Saturday, 24 March 2012 13:14
By Robert Parry, Consortium News |
News Analysis
Orwell’s insight - that who controls the present controls the
past, and who controls the past controls the future - could apply to the
American political debate in which the Right has built a false
narrative that enlists the Framers of the Constitution as enemies of a
strong central government, writes Robert Parry.
In the coming months – with a new fight over the federal budget, the
Supreme Court’s review of health-care reform and the November elections –
the battle in the United States will pit not just political parties and
economic ideologies against one another – but competing national
narratives of how and why the United States was founded.
Indeed, it is that conflict over the American narrative that may well
determine the outcome of the presidential election and the future
direction of the United States. Yet, this dispute over the Founders’

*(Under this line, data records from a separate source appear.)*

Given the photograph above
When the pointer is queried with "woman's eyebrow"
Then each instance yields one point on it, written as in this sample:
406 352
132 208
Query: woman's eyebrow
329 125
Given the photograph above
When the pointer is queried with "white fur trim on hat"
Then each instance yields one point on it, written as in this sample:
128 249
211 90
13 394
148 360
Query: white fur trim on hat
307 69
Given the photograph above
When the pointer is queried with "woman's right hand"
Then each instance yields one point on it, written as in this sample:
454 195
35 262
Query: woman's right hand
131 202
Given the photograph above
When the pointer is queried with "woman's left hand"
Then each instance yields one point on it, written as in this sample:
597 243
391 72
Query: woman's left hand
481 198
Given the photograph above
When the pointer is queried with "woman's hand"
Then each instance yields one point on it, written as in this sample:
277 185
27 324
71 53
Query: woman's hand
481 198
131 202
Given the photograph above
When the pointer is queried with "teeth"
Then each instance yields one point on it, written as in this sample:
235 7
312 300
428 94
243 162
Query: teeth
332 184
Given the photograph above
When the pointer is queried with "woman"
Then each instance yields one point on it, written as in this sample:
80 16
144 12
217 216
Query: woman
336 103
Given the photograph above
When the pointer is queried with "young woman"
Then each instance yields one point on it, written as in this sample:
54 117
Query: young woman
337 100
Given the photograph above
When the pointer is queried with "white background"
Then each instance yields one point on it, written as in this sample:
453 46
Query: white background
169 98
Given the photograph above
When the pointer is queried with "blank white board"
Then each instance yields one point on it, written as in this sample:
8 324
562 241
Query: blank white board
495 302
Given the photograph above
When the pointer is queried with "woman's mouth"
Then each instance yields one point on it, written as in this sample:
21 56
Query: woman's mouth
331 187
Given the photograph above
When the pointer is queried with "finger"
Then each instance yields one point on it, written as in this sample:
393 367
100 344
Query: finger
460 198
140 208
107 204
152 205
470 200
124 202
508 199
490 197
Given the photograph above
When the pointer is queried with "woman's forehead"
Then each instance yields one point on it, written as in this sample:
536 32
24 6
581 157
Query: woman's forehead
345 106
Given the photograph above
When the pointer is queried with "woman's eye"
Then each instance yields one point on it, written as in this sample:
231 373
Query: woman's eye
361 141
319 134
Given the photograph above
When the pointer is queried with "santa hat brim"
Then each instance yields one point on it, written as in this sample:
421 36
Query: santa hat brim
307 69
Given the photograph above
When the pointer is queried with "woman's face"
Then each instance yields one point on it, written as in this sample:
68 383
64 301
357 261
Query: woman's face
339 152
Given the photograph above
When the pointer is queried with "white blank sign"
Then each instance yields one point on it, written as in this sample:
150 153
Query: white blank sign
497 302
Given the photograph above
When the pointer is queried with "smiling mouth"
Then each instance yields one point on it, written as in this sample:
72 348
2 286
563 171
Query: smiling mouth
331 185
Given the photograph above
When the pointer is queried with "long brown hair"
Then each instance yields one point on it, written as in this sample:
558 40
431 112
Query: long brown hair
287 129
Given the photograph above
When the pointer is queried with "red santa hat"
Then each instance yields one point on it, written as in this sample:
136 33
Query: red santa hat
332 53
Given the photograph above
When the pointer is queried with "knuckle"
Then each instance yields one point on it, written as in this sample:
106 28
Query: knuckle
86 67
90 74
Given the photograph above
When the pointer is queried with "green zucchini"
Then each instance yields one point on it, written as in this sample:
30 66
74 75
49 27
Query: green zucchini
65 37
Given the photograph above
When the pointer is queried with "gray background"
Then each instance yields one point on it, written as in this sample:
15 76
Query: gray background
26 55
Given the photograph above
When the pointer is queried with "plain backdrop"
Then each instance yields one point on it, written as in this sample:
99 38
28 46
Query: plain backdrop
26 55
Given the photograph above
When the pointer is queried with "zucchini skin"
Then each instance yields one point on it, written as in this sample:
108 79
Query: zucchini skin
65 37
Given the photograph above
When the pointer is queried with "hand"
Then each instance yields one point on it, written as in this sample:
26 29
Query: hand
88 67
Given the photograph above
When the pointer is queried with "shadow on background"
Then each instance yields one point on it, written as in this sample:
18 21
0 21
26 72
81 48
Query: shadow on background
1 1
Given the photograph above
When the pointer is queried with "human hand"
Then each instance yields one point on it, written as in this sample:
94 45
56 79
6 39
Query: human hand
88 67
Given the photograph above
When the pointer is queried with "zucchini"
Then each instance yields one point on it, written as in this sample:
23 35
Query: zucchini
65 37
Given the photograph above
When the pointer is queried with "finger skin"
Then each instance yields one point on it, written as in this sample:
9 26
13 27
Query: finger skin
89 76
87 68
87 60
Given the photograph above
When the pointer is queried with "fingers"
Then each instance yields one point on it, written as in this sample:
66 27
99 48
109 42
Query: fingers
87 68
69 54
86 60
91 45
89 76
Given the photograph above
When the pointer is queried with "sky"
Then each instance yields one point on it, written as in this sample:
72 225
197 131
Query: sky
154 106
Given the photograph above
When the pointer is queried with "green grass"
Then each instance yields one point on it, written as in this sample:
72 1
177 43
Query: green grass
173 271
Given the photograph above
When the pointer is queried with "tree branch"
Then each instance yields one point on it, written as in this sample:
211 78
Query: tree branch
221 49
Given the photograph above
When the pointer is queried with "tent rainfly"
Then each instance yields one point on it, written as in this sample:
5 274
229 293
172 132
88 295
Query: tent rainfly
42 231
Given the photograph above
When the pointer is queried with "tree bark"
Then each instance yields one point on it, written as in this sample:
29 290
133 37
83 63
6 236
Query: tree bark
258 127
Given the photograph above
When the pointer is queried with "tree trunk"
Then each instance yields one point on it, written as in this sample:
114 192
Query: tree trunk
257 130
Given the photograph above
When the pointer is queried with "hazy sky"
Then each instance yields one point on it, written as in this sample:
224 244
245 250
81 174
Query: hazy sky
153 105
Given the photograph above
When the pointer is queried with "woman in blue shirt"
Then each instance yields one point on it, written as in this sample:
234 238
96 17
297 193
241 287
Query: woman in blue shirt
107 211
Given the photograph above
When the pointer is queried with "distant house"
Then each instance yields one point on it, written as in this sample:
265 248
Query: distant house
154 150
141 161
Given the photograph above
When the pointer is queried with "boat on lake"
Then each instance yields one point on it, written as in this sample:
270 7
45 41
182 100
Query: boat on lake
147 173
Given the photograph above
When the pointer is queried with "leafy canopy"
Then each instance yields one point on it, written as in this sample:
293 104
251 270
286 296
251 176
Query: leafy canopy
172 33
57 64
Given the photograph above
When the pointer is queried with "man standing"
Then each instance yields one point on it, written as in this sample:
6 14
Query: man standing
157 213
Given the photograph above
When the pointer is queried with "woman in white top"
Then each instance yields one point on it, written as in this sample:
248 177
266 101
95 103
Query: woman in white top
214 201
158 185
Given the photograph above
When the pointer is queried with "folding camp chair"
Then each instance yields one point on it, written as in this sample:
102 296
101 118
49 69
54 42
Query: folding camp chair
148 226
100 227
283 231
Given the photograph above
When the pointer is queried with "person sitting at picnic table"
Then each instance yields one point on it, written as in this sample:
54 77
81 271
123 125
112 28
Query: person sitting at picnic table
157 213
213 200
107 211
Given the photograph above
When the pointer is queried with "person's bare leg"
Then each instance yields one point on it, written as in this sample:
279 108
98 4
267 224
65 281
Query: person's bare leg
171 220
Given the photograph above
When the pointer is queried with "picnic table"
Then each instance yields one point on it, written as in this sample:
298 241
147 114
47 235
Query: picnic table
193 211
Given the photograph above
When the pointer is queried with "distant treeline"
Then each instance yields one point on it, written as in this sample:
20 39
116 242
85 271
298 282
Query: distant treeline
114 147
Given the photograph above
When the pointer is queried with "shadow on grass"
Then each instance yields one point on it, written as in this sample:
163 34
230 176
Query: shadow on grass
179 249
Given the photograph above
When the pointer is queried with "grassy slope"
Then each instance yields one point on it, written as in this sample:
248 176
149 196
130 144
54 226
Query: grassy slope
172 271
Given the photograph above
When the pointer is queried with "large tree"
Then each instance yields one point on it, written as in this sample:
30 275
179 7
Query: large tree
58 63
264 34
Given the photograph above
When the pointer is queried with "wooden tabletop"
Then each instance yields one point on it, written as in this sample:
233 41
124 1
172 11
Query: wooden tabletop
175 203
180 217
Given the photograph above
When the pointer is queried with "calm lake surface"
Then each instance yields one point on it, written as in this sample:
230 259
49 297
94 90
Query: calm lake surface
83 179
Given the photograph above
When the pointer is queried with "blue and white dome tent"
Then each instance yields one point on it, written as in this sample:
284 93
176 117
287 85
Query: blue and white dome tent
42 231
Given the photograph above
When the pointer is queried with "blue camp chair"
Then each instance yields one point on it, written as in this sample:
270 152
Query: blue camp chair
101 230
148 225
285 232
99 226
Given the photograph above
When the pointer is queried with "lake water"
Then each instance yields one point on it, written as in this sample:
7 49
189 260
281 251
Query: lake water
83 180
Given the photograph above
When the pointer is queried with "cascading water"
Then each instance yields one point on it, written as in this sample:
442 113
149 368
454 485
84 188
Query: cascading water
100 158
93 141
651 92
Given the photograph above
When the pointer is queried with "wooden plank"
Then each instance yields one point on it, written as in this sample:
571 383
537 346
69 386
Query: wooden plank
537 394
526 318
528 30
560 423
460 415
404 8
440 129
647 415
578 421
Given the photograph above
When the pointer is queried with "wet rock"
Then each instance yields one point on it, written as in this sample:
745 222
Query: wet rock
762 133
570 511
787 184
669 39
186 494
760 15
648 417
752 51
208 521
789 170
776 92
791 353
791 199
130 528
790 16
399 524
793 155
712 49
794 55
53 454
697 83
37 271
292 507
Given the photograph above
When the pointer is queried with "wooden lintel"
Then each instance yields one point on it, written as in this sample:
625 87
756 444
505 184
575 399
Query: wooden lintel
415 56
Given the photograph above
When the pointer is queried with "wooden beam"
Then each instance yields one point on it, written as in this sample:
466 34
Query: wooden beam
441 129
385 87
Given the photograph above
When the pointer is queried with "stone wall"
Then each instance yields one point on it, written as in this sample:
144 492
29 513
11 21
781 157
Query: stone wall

vision is rarely debated in the mainstream news media.
The argument does, however, inspire right-wing groups which obsess
over “strict construction” of the Constitution and the “originalist”
intent of the Founders. Such references also have become standard fare
on the Republican campaign trail with the four remaining major
candidates claiming to be in this fight to defend American “liberty.”
On Saturday, for instance, ex-Sen. Rick Santorum declared that
President Barack Obama’s health-care reform is “a threat to the very
essence of who America is.” As the New York Times noted, “numbers like
1776 and 1860 increasingly pepper his speeches as he stresses the
historical urgency of his candidacy.”